A su vez, el numeral 11 del artículo 153 de la Ley 270 de 1996 señala como deberes de los funcionarios y empleados judiciales,
“Responder por la conservación de los documentos, útiles, equipos, muebles y bienes confiados a su guarda o administración y rendir oportunamente cuenta de su utilización”.
Y del cabal entendimiento del artículo 111 del Código de Procedimiento Civil surge que los oficios relacionados con títulos judiciales deben ser firmados por el juez y el secretario, luego cuando éste colaborador obra como tal lo hace en ejercicio de sus funciones.
En este último sentido el manual de procedimiento para custodia y entrega de títulos judiciales expedido por la Dirección Seccional de Administración Judicial de Buga establece que el oficio en que se disponga la entrega de un título judicial
“debe contener la firma de los Jueces y del Secretario y sus correspondientes sellos, utilizados cotidianamente en las labores del despacho.”
2.2.6. Las pruebas acopiadas en el proceso vinculan las funciones de Manuel Simplicio Aguilar Ortega con la labor realizada en el Juzgado Primero Civil Municipal de Buga frente a los títulos judiciales, porque no solamente tenía acceso directo a los procesos sino que los títulos se entregaban mediante órdenes firmadas por la Juez y el Secretario.
Esto demuestra que Aguilar Ortega sí tenía disponibilidad sobre los títulos judiciales al punto que le estaba encomendada la firma de los oficios que se debían presentar para su cobro en la Oficina Judicial de Buga.

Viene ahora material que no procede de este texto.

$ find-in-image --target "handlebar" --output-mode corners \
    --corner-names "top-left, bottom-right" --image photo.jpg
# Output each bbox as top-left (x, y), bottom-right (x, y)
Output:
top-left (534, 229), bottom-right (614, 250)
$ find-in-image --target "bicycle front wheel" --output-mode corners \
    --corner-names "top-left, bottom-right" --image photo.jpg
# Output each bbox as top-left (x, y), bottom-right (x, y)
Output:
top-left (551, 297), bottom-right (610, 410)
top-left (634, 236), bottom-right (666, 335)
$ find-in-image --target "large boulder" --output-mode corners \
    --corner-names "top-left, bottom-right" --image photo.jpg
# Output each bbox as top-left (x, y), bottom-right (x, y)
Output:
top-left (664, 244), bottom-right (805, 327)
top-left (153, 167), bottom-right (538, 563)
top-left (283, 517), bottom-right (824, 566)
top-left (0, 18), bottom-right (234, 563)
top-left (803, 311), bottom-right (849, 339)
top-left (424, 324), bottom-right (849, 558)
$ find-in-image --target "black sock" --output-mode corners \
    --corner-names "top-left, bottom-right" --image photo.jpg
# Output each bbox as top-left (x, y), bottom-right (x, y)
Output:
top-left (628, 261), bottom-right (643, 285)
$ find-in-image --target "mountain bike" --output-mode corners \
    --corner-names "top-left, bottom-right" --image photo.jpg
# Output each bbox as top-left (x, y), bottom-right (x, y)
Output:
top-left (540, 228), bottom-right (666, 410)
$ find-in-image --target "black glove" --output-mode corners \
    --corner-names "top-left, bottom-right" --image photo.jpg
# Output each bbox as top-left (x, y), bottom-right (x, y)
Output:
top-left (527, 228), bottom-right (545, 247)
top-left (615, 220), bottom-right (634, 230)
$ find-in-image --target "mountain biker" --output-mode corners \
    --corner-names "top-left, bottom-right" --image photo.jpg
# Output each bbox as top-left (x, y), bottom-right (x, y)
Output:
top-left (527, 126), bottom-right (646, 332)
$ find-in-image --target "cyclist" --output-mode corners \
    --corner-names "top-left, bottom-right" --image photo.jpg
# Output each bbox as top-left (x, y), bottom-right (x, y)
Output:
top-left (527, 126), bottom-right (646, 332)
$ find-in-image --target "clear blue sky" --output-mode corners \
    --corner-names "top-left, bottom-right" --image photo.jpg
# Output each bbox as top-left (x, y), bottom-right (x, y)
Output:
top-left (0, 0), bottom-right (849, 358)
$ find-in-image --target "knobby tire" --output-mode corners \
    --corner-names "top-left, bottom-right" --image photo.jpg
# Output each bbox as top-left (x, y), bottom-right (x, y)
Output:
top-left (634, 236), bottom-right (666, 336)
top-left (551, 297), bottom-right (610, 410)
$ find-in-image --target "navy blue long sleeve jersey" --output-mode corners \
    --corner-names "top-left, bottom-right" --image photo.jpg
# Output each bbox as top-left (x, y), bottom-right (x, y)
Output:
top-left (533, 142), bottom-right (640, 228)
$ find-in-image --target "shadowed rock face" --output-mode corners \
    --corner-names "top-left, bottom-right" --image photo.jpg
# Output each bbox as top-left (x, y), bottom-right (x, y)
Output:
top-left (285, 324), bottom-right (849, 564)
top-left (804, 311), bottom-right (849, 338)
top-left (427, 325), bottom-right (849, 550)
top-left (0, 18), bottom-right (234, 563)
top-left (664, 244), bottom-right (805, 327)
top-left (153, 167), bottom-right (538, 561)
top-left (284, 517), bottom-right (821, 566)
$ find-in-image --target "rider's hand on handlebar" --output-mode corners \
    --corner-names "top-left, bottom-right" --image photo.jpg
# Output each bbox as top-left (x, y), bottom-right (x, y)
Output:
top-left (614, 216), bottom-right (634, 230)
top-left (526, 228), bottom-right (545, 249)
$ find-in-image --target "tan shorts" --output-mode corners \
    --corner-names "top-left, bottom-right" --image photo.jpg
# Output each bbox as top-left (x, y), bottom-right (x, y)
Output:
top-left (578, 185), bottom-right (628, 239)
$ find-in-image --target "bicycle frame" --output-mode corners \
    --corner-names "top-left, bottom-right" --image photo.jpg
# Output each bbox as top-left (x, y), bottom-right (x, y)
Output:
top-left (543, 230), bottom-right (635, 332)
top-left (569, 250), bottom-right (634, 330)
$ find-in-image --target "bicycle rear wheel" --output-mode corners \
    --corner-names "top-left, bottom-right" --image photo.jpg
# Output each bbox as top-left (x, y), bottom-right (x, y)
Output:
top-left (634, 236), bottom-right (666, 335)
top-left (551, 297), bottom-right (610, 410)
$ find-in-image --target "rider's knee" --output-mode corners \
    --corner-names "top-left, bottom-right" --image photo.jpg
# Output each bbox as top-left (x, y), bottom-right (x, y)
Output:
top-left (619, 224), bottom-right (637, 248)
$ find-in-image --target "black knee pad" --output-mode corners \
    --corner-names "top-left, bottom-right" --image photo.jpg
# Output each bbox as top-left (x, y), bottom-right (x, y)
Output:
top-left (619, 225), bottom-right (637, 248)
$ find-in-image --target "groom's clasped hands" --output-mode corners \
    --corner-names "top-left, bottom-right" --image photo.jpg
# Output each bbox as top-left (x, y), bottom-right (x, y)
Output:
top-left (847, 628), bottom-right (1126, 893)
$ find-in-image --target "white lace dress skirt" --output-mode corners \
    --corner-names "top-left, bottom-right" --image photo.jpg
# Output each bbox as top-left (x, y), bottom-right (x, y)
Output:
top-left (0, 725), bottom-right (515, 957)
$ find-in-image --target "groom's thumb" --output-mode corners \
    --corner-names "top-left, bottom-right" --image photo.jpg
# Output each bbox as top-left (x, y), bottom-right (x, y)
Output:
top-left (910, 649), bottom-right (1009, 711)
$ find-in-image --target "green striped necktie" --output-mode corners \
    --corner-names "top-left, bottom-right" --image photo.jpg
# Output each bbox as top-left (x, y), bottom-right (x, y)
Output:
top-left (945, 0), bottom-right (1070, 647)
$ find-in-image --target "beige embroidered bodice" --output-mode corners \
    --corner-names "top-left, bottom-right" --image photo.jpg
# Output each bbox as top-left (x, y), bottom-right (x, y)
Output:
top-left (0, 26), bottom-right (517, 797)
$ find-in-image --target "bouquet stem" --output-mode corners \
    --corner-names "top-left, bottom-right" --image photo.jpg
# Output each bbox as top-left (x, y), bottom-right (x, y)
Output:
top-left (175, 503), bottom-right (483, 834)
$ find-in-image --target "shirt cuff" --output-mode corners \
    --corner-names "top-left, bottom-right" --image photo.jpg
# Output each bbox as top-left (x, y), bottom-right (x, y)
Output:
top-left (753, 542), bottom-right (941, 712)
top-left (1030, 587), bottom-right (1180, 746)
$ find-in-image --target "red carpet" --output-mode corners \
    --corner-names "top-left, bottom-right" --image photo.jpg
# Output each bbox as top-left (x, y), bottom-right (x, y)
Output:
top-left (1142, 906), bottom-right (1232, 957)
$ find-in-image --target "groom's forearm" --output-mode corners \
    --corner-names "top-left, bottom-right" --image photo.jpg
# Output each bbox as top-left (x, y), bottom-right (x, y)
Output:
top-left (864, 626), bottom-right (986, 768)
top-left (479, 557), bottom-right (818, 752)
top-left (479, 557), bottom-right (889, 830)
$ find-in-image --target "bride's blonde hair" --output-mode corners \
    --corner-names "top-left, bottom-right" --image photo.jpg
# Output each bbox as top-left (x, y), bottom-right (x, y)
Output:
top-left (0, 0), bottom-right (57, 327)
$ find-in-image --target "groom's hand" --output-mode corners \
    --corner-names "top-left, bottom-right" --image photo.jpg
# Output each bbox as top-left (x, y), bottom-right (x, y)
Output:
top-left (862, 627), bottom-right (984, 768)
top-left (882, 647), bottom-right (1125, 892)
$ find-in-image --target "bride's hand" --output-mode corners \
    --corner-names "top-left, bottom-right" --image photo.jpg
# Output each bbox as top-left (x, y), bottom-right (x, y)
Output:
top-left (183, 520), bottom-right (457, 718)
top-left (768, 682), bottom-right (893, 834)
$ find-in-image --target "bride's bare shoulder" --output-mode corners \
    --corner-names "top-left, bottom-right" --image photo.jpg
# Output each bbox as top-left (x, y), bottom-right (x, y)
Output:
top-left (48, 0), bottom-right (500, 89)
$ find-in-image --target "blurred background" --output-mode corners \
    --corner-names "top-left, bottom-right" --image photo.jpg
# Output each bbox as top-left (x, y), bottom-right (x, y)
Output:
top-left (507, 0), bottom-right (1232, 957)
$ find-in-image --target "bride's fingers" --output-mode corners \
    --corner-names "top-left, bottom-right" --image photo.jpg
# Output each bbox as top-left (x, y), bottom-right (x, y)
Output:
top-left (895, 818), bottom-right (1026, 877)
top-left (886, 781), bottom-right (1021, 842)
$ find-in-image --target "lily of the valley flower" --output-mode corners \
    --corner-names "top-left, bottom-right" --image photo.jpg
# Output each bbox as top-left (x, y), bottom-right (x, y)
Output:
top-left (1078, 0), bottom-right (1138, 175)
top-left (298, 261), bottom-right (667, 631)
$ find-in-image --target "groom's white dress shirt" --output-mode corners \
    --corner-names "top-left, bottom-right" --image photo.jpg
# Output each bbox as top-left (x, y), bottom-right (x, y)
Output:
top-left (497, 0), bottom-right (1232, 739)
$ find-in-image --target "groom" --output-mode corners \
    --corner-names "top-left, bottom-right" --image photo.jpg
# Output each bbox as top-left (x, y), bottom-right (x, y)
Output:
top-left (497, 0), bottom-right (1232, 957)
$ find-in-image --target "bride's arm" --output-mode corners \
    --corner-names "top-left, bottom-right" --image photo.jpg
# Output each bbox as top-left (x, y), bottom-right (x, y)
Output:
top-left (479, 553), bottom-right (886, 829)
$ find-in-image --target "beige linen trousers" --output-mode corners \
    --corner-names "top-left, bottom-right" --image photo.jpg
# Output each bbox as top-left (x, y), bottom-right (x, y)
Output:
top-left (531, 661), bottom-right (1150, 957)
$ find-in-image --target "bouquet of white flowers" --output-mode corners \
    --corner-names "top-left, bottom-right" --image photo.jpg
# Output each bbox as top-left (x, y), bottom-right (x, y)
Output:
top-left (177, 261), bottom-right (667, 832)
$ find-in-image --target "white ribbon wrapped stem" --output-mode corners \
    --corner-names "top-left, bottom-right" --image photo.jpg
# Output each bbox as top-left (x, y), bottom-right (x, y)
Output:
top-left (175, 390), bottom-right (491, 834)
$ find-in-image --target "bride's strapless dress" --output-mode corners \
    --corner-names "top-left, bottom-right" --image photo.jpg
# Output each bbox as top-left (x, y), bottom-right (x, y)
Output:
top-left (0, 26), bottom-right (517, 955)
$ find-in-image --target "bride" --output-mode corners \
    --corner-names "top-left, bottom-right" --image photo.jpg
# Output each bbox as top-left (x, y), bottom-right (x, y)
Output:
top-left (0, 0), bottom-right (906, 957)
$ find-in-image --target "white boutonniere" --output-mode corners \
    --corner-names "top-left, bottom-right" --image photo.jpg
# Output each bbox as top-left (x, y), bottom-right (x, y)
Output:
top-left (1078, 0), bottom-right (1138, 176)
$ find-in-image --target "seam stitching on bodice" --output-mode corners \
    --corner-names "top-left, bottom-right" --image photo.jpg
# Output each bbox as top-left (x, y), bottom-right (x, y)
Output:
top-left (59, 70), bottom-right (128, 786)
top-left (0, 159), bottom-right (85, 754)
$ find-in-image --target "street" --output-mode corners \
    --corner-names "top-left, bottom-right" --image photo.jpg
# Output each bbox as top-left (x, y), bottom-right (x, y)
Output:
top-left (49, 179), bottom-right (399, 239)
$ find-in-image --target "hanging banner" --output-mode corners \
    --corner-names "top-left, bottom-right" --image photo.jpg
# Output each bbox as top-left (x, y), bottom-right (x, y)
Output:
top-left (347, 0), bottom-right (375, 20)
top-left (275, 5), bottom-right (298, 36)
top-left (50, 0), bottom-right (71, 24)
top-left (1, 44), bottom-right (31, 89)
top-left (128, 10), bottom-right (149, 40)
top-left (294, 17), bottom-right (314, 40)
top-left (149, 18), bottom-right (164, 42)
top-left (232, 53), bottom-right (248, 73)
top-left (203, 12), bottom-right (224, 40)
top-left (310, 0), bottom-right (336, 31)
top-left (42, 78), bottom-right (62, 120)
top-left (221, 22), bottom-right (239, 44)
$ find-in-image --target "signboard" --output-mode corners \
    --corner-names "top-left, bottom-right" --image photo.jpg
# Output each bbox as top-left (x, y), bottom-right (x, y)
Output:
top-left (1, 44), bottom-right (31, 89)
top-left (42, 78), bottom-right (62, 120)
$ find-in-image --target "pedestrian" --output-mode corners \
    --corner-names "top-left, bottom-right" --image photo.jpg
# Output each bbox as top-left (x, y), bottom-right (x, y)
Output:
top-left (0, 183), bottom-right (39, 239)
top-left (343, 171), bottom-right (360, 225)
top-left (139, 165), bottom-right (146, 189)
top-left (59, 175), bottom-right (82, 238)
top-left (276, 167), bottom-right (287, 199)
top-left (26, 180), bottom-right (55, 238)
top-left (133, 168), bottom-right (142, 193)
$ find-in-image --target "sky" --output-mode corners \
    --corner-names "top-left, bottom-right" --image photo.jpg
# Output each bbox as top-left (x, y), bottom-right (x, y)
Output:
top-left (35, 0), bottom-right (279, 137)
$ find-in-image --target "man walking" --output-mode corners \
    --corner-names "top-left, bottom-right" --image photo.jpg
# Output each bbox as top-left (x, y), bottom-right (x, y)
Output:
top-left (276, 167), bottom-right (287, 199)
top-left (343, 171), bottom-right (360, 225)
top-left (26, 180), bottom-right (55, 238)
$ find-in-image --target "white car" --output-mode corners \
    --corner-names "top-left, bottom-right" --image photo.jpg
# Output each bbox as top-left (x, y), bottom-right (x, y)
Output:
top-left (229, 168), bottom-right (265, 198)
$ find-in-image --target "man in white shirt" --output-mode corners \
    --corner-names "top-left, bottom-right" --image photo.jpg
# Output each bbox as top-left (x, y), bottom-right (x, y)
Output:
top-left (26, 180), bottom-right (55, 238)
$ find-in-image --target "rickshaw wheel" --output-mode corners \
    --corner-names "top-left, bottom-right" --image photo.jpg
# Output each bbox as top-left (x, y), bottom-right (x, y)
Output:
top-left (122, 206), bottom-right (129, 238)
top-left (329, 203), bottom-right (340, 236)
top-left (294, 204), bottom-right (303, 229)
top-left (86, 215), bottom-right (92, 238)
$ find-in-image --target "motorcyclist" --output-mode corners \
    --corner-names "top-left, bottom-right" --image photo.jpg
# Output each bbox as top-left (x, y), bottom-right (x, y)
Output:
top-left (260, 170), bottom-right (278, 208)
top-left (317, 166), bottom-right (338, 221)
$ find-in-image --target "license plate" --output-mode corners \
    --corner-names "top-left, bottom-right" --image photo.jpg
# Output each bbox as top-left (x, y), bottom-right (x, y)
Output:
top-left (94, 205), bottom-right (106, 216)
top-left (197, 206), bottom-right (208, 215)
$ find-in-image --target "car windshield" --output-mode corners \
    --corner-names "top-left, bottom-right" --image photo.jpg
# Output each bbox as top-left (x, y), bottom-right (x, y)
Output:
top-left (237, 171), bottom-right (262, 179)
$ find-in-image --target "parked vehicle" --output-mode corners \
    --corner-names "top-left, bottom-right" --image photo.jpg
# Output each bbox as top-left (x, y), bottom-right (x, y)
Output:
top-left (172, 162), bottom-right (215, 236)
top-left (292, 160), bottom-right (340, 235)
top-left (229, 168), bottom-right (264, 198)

El hecho de que el artículo 4° del Decreto 1798 de 1963 no haga alusión expresa a los empleados judiciales, tal aspecto no significa como lo entiende la recurrente que estos, incluido el secretario, carezca de funciones de custodia y vigilancia de los títulos, porque -se reitera- en ejercicio de sus funciones tenía disponibilidad sobre los documentos y los procesos que en el Juzgado se tramitaban.
El particular RÓNALD MAURICIO GONZÁLEZ MORALES prestó colaboración a Manuel Simplicio Aguilar Ortega, quien ostentaba la calidad de servidor público y en dicho cargo se apropió de dineros del Estado que le estaban confiados a su custodia y cuidado para que no fueran a parar a manos de quienes no eran sus beneficiarios, comportamiento que estructura el delito de peculado por apropiación y, por tanto, podía ser responsable a título de cómplice como con certeza lo demostraron los jueces de instancia.
Por lo anterior, este reparo tampoco prospera.
II. Demanda presentada a nombre del procesado YURI RICARDO DÍAZ HERNÁNDEZ.
2. Primer cargo:
2.1. Bajo la égida de la causal tercera de casación el censor afirma que la sentencia fue proferida en juicio viciado por irregularidad que afectó el debido proceso, porque su defendido no se enteró del monto de los dineros que se le imputan apropiados.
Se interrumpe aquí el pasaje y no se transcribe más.